Pazar günü ise malum seçim. E iyi oldu, anladık ki kriz bize teğet geçmiş gerçektende. Kimse ağlayıp zırlamasın artık dinlemem . O kadar oyu tek başıma ben vermiş olmama dimi))


Prenses Günlüklerini okudum.Burada sözünü edeceğim Kastilya Prensesi Dona İzabel'in günlükleri. Sonradan İspanya Kraliçesi oluyor. Hayatında bir kara leke bir de yüz akı var. Kara lekesi engizisyon mahkemelerini kurdurmuş olması. Çocukluğundan başlayan günlüğünde o kadar naif , resim yapmaya çalışan, nakış işleyen, hasta annesi için o kadar endişelenen bir genç kızın engizisyon mahkemeleri kurdurmaya kadar giden hayatı. Ve de Kristof Kolomb'a verdiği destekle dünyanın seyrini değiştirmesi. Gerçi Kristof Kolomb onu bile din adına diyerek arazı ediyor. Yeni dünyadaki insanları da hristiyan yapmak için. İlginç bir kitaptı.



Her sabah kadife elbisemi giyip saçlarımı altın simli ağla toplayıp Portekizli elçi ile piskoposa tatlılıkla gülümsemek için hazırlanıyorum. Yüzüm gülüyor ama içim kan ağlıyor! Bu kadar iyi bir oyuncu olduğuma ben bile şaşırıyorum. Bütün bunları, henüz hakkında çok az şey bildiğim biriyle evlenmek için yapıyorum.

1400lü yılların ortalarında yaşayan prenses İzabel hem kaba saba bir adam olan erkek kardeşi Kral Enrique ile mücadele etmek zorundadır; hem de onu zorla evlendirmek istedikleri, Portekiz Kralı Afonsodan kurtulmak. Küçük prensesin mücadelesi zor ve acılı olur ama Amerikayı keşfeden denizci Kristof Kolomba verdiği destekle tarihin akışını değiştirir. Afonso ile değil, aşık olduğu Kral Fernando ile evlenmeyi başaran İzabel artık İspanyanın Altın Çağını yaratan bir Kraliçe, Amerika Kıtasının Anası olarak anılacaktır..

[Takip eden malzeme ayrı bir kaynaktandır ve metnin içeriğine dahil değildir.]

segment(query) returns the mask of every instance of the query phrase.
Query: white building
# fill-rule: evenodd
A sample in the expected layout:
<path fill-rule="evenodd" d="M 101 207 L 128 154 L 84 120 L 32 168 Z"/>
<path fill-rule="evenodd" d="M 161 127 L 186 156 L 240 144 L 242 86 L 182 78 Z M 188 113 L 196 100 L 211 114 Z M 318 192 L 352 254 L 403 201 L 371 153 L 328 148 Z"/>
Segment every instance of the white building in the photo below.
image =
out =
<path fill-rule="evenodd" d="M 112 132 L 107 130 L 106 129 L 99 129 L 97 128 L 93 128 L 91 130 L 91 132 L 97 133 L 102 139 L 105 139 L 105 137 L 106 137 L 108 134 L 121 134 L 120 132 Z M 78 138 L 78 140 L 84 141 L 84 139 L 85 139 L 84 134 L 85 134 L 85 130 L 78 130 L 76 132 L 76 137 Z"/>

Bunlar dışında hayat bizim evde bildiğiniz gibi akıyor. Okula gidenler, işe gidenler, yoldan açım ne yiyeceğiz diye arayanlar. O, bu nerede diye soranlar. Pişenler taşanlar, gelenler gidenler, çalan telefonlar, kapılar. Hayatımıza acaip bir renk tat katan Can var bi de. Bu gün gelecek. Kokusunu almaya başladım bile. Ona okuyacağım kitapları hazırladım. Bi kitaba bakacak bi yüzüme arada bir de çaktırmadan tadına .

Hadi gittim ben kahve saati....



Not. Anam bu yazıyı ben size Pasifikten yazıyorum. Ne ettiysem ayarlayamıyorum saati.Hep pasifik saatine göre yazım çıkıyor. Bakın şimdide yazım pazartesi yazıldı çıktı hehehe idare edin.


Not.2-Zuhal Olcay'ın o buğulu , hüzünlü bakışlarının nedeni makyaj alerjisiymiş. İnsanın kendine ettiğini kimse edemez derdi annem ne doğru dermiş.